My dad was embarrassed to be Jewish, wondering as a young child in the wake of the Holocaust, “What’s wrong with us that they want to kill us?” and fearing that the neighbors would hear the family singing songs on Shabbos or holidays. One of the few Jews among his peers living off a dirt road, he was afraid of being called a “Christ killer” in school, and didn’t want to stand out among the other kids or get beaten up for being Jewish—never mind that my grandfather, who owned a paint shop, also founded two shuls, including the Free Synagogue, where members contributed whatever they could afford, and Rodef Shalom. When my uncle passed, my dad and his father would go to shul to say Kaddish. Six years later, after the family had moved to a different neighborhood, my dad would go to an Orthodox shul every day for a year, this time alone, to say Kaddish for his own father, my grandfather, who died unexpectedly during an operation. In this time of mourning, 19 years old and on his own, supporting himself and later helping to support his mother, my father received no warm embrace from anyone at the shul. No one ever said hello or even asked what he was doing there. It turned him off to Judaism.
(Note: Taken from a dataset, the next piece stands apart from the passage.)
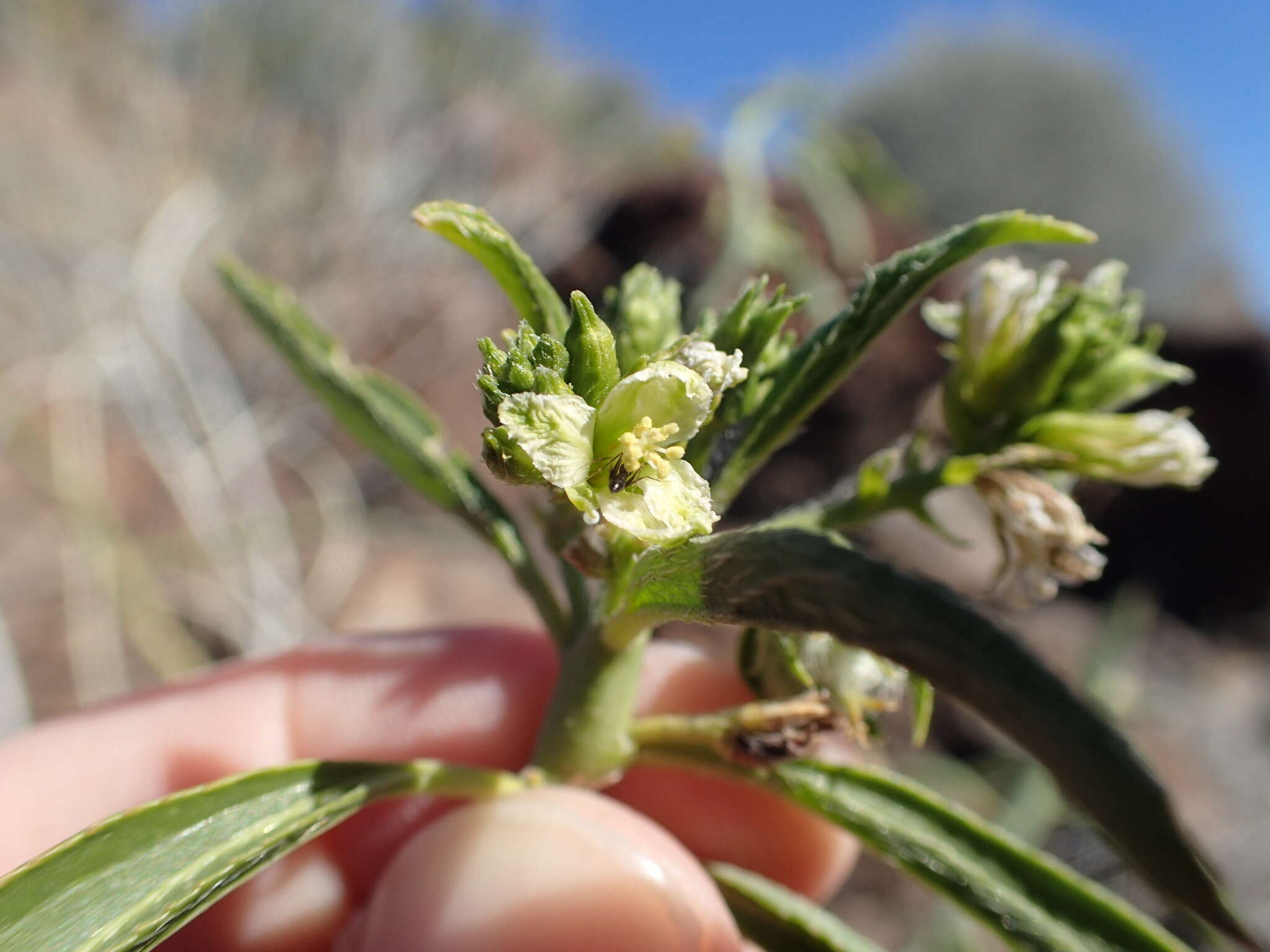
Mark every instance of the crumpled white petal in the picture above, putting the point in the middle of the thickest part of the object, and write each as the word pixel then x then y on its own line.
pixel 556 431
pixel 664 509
“I remember going to the mortuary with the rabbi in the back of the limousine and I called him every filthy, disgusting name in the world, asking him to give me some answers,” my dad recalls of his father’s death. “I was angry at him because he represented that lack of communication that I needed so badly, and I believed [religion] was the place I could get it from. This man wasn’t able to communicate any solace to me, and I realized in my anger, that was one of the reasons I wanted to rebel against the world and the establishment that the rabbi represented and which in part failed me. Only recently did I figure out that my anger wasn’t at society, it was at G-d—and those who I felt represented him in my life, these (nerdy) Jews.”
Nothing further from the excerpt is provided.